In step 390, it is judged whether the input event is the detection of the pitch control volume,
If the pitch control volume is not detected, the process proceeds to step 350. If the pitch control volume is detected, the process proceeds to step 400, and the channel and pitch of the oscillator 66 used by the melody playing range of the keyboard 2 The frequency event in which the pitch detected by the control volume is set is transferred to the CPU 34 via the parallel interface unit 10.

At step 390, it is judged that the input event is not the detection of the pitch control volume,
Previous steps 240, 260, 280, 300, 32
After each processing of 0, 340, 360, 380, and 400 is executed, this processing ends. Next, an external operation detection process executed by the CPU 20 to check whether there is an input from the keyboard 2 and the operation panel 4 and set an input event in the input event queue will be described with reference to the flowchart shown in FIG. It should be noted that this process is executed periodically (for example, every 1 ms) in accordance with the interruption by the interval timer.

As shown in FIG. 10, first, step 41
At 0, the state of the keyboard 2 is detected, and it is determined whether or not there is a change compared with the state at the time of the previous detection. If there is no change, the process proceeds to step 430, and if there is a change, the process proceeds to step 420. , An input event representing key depression or key release is set in the input event queue according to the change, and then the process proceeds to step 430.

At step 430, the state of the operation panel 4 is detected and it is judged whether or not there is a change compared with the state when it was detected last time. After shifting to 440, an input event corresponding to each newly operated switch and volume is set in the input event queue, and then this processing is ended.

Next, an automatic accompaniment process which is executed by the CPU 20 and generates a performance information event for automatic accompaniment will be described with reference to the flowchart shown in FIG. In addition, this process follows the interrupt by the interval timer,
It is executed periodically (for example, every 5 ms).

As shown in FIG. 11, first, step 45
At 0, it is judged whether or not a value indicating that the performance is being performed is written in the RUN register indicating the execution state of automatic accompaniment. If a value indicating that the performance is being performed is written, step 460 If the value other than that is written, the process is terminated.

At step 460, it is judged whether or not the timing count register for controlling the performance timing of the automatic accompaniment counts out. If so, the routine proceeds to step 470, where the pattern address buffer is advanced to advance to the next automatic address buffer.
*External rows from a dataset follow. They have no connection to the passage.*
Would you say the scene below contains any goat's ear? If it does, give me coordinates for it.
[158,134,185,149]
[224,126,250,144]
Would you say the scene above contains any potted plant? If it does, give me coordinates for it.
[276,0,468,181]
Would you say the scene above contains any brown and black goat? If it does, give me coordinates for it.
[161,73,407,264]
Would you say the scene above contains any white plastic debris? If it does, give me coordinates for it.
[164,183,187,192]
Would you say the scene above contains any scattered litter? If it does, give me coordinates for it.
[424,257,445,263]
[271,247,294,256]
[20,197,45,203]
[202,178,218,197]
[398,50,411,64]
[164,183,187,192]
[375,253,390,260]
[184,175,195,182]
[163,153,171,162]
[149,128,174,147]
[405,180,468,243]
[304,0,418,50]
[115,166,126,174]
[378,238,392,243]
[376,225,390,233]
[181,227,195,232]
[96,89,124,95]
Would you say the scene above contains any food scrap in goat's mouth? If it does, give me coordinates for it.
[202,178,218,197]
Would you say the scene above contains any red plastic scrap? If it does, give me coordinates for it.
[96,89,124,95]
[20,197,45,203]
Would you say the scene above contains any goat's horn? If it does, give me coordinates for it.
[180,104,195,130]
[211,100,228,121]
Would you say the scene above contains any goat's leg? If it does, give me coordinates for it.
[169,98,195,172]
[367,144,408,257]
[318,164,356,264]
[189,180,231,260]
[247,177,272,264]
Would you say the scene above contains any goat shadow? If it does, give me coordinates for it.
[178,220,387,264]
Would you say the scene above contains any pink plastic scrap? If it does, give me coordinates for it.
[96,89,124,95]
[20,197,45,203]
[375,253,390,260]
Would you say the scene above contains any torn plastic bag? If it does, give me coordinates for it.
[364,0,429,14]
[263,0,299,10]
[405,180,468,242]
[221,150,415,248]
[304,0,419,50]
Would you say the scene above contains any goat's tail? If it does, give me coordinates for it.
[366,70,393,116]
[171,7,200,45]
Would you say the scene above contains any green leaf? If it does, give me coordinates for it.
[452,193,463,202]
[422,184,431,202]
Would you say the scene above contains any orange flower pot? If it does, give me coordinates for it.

Accompaniment pattern data is read, a performance information event for changing the accompaniment sound is created based on the read automatic accompaniment pattern data and the information stored in the chord buffer, and is transferred to the CPU 34 via the parallel interface unit 10. After that, the timing count register is reset to a predetermined value, and the process returns to step 460.

If it is determined in step 460 that the timing count register has not counted out,
Go to step 480. In step 480, it is determined whether the pattern address buffer indicates the end of the automatic accompaniment pattern data. If the pattern address buffer indicates the end of the automatic accompaniment pattern data, the process proceeds to step 490, and the pattern address buffer stores the automatic accompaniment pattern data. Reset as shown at the beginning and shift to step 500. If the pattern address buffer does not indicate the end of the automatic accompaniment pattern data in step 480, the process directly proceeds to step 500.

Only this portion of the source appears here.